That's understandable. I don't have my hair system at the moment. So right now I am still applying minoxidil 5% twice daily and taking 1mg Finasteride. When I do start wearing the hair system again, I plan to keep up with the Finasteride to retain my hair as much as possible and drop the minoxidil, simply because it would be a pain to remove the system daily to apply it. Also, I was under the impression that Finasteride is more effective in treating the hairloss.
Just to give a few more details, I am currently 21 and experiencing male pattern baldness. I believe looking back at photos that it didn't start till about 17. I have major temple recession (parts are completely bald) and also diffuse thinning all across the front and top.
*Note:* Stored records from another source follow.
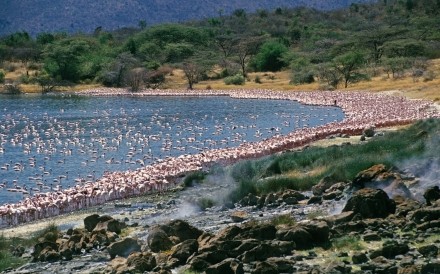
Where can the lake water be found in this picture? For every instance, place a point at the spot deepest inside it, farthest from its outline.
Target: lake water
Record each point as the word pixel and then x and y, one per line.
pixel 54 142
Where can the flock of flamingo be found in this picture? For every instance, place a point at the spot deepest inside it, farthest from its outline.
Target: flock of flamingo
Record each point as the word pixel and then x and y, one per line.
pixel 362 110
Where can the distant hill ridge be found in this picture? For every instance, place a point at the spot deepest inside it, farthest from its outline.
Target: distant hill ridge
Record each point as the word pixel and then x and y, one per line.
pixel 35 16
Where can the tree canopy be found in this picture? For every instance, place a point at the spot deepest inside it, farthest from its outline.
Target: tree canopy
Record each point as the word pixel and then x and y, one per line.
pixel 329 46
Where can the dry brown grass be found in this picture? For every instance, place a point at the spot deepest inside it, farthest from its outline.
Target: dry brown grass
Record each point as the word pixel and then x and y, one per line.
pixel 405 86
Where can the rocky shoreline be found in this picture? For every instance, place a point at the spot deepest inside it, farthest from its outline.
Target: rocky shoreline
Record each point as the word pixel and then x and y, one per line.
pixel 351 227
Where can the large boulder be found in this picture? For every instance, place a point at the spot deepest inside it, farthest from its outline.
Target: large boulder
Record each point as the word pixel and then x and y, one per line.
pixel 432 194
pixel 368 175
pixel 141 261
pixel 43 249
pixel 184 250
pixel 158 240
pixel 370 203
pixel 124 247
pixel 181 230
pixel 300 236
pixel 111 225
pixel 228 266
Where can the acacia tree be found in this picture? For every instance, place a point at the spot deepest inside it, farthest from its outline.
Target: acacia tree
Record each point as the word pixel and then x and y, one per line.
pixel 247 47
pixel 348 66
pixel 63 58
pixel 192 71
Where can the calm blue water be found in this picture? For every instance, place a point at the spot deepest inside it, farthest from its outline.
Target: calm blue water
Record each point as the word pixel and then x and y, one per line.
pixel 52 142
I didn't notice how bad it was until I shaved my head and I didn't even realise I was losing hair until I was until I was 19 when my brother mentioned that I had what looked to be a bald spot at the front of my head. This is my unidentical twin brother who has ZERO hairloss. It seems I got the f****d-up genetics.
This is the really frustrating part about hairloss; by the time you notice you are even losing hair, you have already lost considerable density.
It's ironic really how I never even noticed when I always used to do things with my hair such as straightening, dying and bleaching it. You would think that I should have known better and noticed considering how much I bothered about my hair. But alas, this wasn't the case. I'm sure others can relate.
Now sadly, like others on this forum, I have fallen into a full on obsession over my hairloss. I think about it every day and it's really sad because at the end of the day other than taking the medications, there's not much else I can do. I am considering going to see a counseller soon, because I am sick of something like hairloss taking over my life and being the centre of my attention! Something needs to change for my own sanity.